There’s also Prom & Prejudice by Elizabeth Eulberg, which as the name suggests is set among teenagers in high school and is extremely light and breezy. Purists may shudder at the inappropriateness and puerility of some of these remixes, but the truth is that art tends to find its own audience… or not! Arguably, the credit for the most successful re-imagination of a book for successive generations must go to the many screenplays based on the four novels and 56 short stories by Sir Arthur Conan Doyle, featuring his character Sherlock Holmes. In fact, Benedict Cumberbatch almost refused the opportunity to play the detective in one of the more recent adaptations of Sherlock Holmes because, “I heard about it and thought that sounds like an idea to re-enfranchise something to make money. It could be a bit cheap and cheesy.”

It is true that some remixes could be just that. However, every new adaptation with an experimental approach to the basic story expands its audience and its legend further and further.

And then there are authors who remix their own books...

Ben Okri’s 2008 lyrical masterpiece Starbook tells the tale of a prince and a maiden, who is a sculptor in a mythical land. He said he felt the need to rewrite it because a few themes — especially the one about the slave trade — had not been picked up well enough, by readers and reviewers alike.

An entirely new version, complete with a new title and cover, is to be published as The Last Gift of the Master Artists and expected to release in August 2022. Okri won the Booker Prize for his novel The Famished Road in 1991.

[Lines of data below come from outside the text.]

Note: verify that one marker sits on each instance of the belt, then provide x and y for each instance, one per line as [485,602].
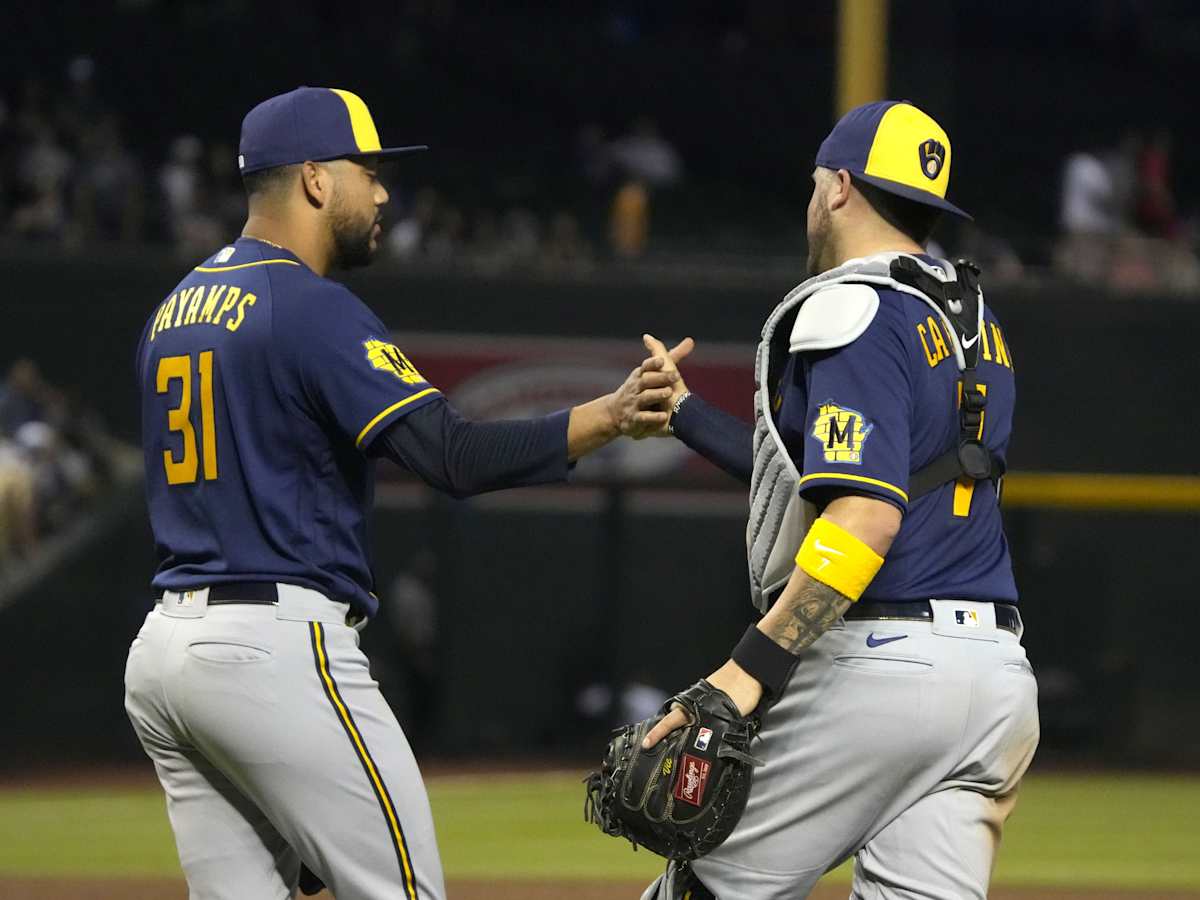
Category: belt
[263,593]
[1007,617]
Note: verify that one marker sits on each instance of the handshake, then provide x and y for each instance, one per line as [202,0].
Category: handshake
[641,407]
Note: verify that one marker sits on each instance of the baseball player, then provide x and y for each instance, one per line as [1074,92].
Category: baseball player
[268,391]
[899,707]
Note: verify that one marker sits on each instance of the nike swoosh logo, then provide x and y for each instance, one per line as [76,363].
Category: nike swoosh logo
[873,641]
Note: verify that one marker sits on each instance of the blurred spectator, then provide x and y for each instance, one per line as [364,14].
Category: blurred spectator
[1156,205]
[630,220]
[43,169]
[520,237]
[565,249]
[27,397]
[646,156]
[108,202]
[181,183]
[54,455]
[447,235]
[406,240]
[226,197]
[18,523]
[411,609]
[994,255]
[1089,217]
[593,155]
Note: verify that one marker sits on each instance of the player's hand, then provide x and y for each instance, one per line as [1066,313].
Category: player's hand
[661,371]
[637,406]
[670,360]
[743,690]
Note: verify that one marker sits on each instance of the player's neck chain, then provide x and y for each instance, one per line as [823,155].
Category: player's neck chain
[262,240]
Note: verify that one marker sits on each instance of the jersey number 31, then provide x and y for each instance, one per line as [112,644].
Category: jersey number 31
[183,472]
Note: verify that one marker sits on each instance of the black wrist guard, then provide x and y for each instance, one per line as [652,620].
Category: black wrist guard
[766,661]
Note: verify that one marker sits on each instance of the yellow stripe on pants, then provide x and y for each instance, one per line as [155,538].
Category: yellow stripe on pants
[360,748]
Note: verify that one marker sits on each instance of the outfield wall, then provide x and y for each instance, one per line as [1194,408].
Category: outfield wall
[541,594]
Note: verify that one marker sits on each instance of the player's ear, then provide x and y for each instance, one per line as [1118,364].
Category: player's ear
[840,186]
[318,183]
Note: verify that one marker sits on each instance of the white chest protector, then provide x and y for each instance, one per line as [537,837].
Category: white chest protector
[825,312]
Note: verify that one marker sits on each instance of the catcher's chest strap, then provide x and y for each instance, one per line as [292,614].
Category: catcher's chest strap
[960,304]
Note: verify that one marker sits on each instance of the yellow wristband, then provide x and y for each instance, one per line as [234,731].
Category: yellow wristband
[835,557]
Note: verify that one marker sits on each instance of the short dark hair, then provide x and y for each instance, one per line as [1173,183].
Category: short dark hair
[265,183]
[912,219]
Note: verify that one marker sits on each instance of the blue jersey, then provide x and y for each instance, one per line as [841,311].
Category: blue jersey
[867,415]
[262,387]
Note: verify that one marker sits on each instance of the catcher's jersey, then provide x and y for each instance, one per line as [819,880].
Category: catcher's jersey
[865,415]
[262,387]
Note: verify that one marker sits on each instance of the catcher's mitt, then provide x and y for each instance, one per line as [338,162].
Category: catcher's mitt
[683,797]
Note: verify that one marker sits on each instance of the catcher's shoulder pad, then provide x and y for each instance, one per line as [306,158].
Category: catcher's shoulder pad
[834,317]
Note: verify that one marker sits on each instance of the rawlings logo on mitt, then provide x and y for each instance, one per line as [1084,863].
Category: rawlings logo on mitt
[683,797]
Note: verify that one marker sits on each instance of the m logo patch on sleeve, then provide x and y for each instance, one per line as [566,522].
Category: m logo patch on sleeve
[841,431]
[388,357]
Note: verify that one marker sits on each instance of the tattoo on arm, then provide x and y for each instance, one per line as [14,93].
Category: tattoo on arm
[815,607]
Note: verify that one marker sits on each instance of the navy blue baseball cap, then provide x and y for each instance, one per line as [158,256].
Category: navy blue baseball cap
[895,147]
[313,124]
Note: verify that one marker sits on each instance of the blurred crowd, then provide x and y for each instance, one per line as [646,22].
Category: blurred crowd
[70,178]
[1121,223]
[54,459]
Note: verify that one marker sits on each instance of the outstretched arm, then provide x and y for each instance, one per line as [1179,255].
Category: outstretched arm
[462,457]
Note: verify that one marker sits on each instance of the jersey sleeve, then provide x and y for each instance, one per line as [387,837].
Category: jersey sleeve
[348,369]
[858,415]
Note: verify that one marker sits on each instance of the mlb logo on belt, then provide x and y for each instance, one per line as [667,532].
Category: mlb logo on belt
[691,780]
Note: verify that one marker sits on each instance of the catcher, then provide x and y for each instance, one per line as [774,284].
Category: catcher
[903,712]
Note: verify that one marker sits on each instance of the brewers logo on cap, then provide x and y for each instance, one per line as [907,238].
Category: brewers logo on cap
[895,147]
[313,124]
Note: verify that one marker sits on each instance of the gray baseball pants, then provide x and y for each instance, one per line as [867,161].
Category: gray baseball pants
[905,755]
[274,745]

He’s not the first to engage in a rewrite of his own work. Mary Shelley first published Frankenstein in 1818. However, she created a much darker version of the original book and reprinted it in 1831. During this period, Shelley was beset with personal tragedies: she lost her daughter, son and husband. This had an impact on how she visualised her main character, Dr Victor Frankenstein. In the newer version that we know today, which is extremely popular, Dr Frankenstein is fatalistic, he feels that destiny is pressing down heavily on him. Universal Pictures made Frankenstein into a movie in 1931 and followed it up with The Bride of Frankenstein in 1935 — which, at the time, was rather a new way of remixing a book into a movie.

How difficult is it to remix a book?

Himanjali Sankar, editorial director of Simon & Schuster India, says, “I don’t think it’s daunting as much as an exciting, innovative exercise and, finally, the end result will be a book that should be judged for itself rather than in comparison with the original. I don’t think I can name a classic that deserves to be re-written… it’s really up to an author to choose a book she loves and reimagine it in a way that’s not been done before.”

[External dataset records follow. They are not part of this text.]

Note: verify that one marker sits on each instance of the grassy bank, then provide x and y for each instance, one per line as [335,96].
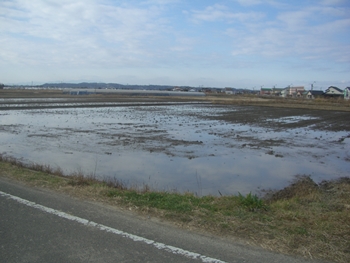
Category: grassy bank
[337,104]
[305,218]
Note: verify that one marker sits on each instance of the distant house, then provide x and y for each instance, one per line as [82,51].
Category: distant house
[270,91]
[312,94]
[293,92]
[347,93]
[333,92]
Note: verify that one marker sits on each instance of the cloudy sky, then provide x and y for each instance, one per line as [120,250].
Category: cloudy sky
[227,43]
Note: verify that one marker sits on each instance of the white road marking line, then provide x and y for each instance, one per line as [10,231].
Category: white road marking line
[161,246]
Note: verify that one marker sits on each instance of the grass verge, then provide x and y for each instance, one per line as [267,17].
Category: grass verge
[305,218]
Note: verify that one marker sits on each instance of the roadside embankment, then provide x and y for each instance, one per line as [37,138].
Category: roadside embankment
[305,218]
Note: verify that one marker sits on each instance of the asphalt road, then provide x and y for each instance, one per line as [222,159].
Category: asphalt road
[39,225]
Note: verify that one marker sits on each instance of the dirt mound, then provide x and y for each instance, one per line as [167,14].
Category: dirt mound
[302,186]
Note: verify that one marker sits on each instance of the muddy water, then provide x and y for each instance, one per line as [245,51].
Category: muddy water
[179,147]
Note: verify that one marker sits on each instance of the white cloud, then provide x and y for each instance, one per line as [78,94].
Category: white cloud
[221,13]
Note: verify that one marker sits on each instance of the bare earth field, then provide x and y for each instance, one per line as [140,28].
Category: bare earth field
[305,218]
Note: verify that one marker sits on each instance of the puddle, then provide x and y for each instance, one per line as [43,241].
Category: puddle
[177,147]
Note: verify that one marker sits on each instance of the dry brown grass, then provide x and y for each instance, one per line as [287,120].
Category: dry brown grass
[317,104]
[303,219]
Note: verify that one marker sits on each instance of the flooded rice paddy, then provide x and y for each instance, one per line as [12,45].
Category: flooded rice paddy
[202,148]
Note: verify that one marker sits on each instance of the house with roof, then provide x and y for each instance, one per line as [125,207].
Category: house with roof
[333,92]
[347,93]
[270,91]
[312,94]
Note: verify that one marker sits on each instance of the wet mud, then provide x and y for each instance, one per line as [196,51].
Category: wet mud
[179,145]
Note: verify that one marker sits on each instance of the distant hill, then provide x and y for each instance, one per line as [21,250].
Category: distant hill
[95,85]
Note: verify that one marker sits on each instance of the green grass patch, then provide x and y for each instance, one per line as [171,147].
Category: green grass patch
[305,218]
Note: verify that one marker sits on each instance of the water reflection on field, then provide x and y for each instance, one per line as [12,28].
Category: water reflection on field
[174,147]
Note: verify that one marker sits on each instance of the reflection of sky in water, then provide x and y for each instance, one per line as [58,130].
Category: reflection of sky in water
[198,155]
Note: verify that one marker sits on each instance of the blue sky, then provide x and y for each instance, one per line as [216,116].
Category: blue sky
[228,43]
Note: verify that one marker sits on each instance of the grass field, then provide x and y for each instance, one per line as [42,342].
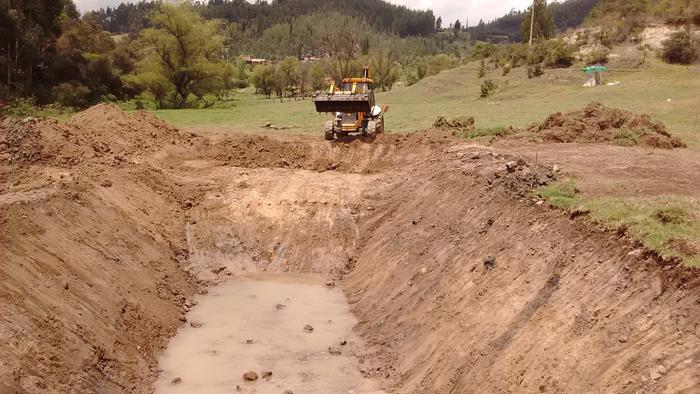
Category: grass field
[518,102]
[670,94]
[660,223]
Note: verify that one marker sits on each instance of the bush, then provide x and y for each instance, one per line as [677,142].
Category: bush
[506,69]
[679,48]
[534,71]
[558,54]
[488,87]
[71,94]
[482,50]
[597,57]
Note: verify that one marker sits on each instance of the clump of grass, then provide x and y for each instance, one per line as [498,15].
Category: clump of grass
[659,223]
[562,194]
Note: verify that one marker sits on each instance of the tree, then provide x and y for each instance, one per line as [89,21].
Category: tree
[184,59]
[544,22]
[385,71]
[263,78]
[289,70]
[679,48]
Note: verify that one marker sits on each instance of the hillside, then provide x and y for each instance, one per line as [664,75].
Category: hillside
[568,14]
[383,16]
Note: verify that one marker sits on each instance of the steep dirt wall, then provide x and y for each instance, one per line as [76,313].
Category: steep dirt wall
[466,289]
[91,287]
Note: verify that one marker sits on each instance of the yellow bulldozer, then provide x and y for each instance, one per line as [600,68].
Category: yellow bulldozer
[353,107]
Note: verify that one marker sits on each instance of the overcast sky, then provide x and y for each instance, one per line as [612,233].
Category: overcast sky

Himanjali’s own favourites are Jo Nesbo’s Macbeth, Ruth Ware’s The Turn of the Key, The Missing Queen by Samhita Arni and Jean Rhys’ Wide Sargasso Sea which provides a fascinating post-colonial prequel to Jane Eyre.

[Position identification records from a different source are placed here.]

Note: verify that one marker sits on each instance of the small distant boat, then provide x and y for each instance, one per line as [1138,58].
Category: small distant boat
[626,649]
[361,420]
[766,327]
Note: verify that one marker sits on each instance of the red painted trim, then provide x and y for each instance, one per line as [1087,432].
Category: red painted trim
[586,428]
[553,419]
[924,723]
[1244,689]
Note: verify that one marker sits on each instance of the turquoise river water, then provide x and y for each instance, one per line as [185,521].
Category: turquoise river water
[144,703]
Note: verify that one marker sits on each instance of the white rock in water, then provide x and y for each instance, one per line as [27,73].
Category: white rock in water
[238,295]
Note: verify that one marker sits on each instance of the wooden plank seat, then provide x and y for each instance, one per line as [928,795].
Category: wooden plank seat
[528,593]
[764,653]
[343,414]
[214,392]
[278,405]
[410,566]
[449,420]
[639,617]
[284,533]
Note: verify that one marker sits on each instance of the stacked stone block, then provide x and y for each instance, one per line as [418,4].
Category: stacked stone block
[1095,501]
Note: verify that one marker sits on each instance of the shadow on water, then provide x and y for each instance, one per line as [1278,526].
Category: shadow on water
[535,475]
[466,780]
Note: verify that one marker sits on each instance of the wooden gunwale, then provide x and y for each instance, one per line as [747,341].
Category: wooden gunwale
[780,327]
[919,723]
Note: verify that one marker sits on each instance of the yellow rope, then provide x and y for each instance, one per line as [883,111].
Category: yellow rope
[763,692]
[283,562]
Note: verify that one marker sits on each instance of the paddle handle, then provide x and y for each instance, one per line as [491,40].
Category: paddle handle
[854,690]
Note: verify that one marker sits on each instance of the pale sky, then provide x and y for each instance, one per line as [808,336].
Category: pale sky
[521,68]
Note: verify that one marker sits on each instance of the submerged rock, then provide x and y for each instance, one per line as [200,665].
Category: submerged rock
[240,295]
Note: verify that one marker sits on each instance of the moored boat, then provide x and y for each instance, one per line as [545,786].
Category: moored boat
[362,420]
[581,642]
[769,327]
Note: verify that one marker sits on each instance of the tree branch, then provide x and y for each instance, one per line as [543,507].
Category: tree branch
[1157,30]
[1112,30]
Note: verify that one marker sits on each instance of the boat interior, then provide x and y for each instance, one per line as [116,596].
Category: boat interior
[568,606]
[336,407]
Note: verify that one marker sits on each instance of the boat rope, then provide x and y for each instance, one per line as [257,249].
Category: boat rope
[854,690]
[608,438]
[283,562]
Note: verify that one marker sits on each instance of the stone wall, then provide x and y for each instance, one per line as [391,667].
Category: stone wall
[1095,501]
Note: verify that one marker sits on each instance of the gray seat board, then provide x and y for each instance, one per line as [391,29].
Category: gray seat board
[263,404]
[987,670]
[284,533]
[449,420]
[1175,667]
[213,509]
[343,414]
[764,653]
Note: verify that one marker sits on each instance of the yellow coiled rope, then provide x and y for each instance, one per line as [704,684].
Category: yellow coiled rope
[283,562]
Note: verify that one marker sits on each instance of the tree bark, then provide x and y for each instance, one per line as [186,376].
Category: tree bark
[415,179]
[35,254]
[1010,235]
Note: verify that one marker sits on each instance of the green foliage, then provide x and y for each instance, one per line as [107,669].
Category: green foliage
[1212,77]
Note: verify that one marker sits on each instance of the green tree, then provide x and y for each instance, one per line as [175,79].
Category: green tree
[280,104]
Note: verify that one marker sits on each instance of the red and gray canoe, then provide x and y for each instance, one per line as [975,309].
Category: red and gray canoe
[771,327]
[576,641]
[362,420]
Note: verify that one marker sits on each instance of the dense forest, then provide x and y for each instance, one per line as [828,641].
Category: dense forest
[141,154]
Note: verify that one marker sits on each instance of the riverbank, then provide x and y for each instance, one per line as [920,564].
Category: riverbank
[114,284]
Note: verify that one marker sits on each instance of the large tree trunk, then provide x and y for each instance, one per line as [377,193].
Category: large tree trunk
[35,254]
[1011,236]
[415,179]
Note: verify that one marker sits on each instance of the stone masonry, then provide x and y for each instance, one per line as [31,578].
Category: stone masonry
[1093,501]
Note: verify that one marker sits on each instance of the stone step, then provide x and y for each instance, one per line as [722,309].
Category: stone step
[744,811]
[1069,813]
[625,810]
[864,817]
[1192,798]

Sequels by far might be the easier way out while writing a remix because they offer considerable freedom to set up a whole new plot. For instance, in After the Death of Don Juan by Sylvia Townsend Warner, the story opens in Seville, Spain. Don Juan has been snatched by demons, in retribution for his attack on Dona Ana’s father. Don Juan’s own servant was witness to the event. Grieving for her father, Dona Ana finally marries her betrothed Don Ottavio — though her mind seems more taken up with the fate of Don Juan.

The book explores whether Don Juan has really been taken by demons or whether he has fled to pursue his notorious ways elsewhere! (Don Juan of course is originally Lord Byron’s legendary libertine.)

The oddest of the remix tribe would be books that borrow only the name of a very popular character. Cinderella Goes to the Morgue by Nancy Spain has nothing to do with Cinderella. Breakfast at Darcy’s by Ali McNamara has nothing to do with Will Darcy; in fact, Darcy McCall is the woman protagonist of this book. However, such titles cleverly capture the reader’s interest with a popular character as a hook.

The bottom line seems to be that remixing is a great way to cut through the clutter and get noticed… and perhaps there are many more waiting in the wings.